I recently read the interesting review published by Taya Irizarry, Annette DeVito Dabbs, and Christine R Curran, on the Journal of Medical Internet Research.
The study, entitled “Patient Portals and Patient Engagement: A State of the Science Review” moved from two ambitious and tremendously useful goals: to (1) present the definition, background, and how current literature addresses the encouragement and support of patient engagement through the patient portal, and (2) provide a summary of future directions for patient portal research and development to meaningfully impact patient engagement.
The authors analyzed 120 studies focused on patient experience and/or ways that patients may be supported to make competent health care decisions and act on those decisions using patient portal functionality. These studies were selected on the basis of a systematic search of the scientific literature from 2006 through 2014 in PubMed, Ovid Medline, and PsycInfo using the search terms “patient portal” OR “personal health record” OR “electronic personal health record”.
On the basis of the depth analysis of studies retrieved, authors conclude that “current research has demonstrated that patients’ interest and ability to use patient portals is strongly influenced by personal factors such age, ethnicity, education level, health literacy, health status, and role as a caregiver“. Furthermore authors state that “health care delivery factors, mainly provider endorsement and patient portal usability, also contribute to patients’ ability to engage through and with the patient portal“. Finally authors highlight that “the perceived usefulness of patient portals from the providers’ perspectives cannot be underestimated” and that “adoption by patients and endorsement by providers will come when existing patient portal features align with patients’ and providers’ information needs and functionality“.
I completely agree with the authors’ conclusions and I thank them for their important job.
I would like to comment in particular on their last point: the importance of designing patients portals really aligned to patients’ needs and expectations. This is crucial. A depth understanding of how patients may engage with online portals along their healthcare management is the first ingredient to make e-health tools successful.
Patient engagement is a complex psycho-social phenomenon that evolves and changes with the time passing.
Healthcare professionals, designers, developers and policy makers have to get better aligned with patients need of engagement and need to understand what is patients’ level of ability to engage with their healthcare systems their health management.

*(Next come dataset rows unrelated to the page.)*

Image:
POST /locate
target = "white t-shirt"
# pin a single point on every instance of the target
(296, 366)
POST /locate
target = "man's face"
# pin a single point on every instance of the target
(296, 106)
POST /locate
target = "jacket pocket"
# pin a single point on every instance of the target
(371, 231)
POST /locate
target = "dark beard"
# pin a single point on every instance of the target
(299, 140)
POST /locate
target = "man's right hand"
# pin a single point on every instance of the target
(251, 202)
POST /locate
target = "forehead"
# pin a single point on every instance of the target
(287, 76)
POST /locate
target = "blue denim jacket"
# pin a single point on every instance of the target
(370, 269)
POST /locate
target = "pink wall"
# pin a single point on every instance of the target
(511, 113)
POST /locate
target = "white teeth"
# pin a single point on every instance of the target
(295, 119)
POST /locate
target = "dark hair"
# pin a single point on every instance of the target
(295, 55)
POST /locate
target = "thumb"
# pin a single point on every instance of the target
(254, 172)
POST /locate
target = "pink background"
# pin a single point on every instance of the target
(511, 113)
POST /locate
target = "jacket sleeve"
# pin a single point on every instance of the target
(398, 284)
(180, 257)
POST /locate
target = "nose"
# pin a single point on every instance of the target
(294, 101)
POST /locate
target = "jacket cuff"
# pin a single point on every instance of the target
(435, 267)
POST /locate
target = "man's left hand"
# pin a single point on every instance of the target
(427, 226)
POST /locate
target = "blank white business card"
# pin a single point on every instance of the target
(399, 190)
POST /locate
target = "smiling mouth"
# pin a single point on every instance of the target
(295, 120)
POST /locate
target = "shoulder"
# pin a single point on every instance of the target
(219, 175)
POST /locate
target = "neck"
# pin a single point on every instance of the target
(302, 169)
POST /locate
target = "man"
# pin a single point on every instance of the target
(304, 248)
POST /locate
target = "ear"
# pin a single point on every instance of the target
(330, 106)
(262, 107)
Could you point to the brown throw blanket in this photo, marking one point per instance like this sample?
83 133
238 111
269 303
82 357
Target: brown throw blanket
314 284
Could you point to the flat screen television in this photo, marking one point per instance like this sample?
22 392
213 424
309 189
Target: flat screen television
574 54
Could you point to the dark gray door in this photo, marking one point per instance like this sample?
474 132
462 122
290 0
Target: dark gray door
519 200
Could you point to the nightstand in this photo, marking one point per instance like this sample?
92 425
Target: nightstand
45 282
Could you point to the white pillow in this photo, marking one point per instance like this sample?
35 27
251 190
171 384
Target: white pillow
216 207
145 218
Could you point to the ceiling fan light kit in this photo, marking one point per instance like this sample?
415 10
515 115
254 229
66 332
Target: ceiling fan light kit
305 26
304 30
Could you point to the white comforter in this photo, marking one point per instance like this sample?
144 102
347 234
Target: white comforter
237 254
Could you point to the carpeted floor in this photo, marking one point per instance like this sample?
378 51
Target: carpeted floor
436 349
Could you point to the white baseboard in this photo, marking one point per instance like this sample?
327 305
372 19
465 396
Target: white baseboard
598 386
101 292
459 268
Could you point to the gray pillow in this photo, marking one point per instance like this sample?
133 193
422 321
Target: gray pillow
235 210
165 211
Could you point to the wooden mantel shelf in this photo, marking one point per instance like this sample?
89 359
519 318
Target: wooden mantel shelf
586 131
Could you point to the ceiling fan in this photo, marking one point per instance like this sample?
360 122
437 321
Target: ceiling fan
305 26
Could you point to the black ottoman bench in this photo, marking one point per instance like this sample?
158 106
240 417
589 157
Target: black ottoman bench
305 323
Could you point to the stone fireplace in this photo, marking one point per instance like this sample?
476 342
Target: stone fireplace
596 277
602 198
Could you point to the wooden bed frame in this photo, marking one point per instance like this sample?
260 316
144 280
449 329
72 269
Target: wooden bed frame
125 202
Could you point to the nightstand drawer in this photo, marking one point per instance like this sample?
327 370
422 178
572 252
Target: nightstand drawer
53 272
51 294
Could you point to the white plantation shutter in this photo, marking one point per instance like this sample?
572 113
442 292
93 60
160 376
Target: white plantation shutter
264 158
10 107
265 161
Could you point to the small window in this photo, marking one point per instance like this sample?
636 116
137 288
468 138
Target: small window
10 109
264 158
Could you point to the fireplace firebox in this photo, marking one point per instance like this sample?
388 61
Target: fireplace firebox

We thus need to join efforts, insights, experiences…to achieve a truly “engagement sensitive” approach to the design of patients portals and of e-health tools. We need to agree on assessment tools able to support our understanding of our patients’ engagement needs. We also need to better collaborate among us to set shared criteria for assessing the impact of our strategies (such as patients portals) in sustaining patient engagement. Only in this way technological innovations well be really able to be “disruptive” and to promote a “smarter healthcare”.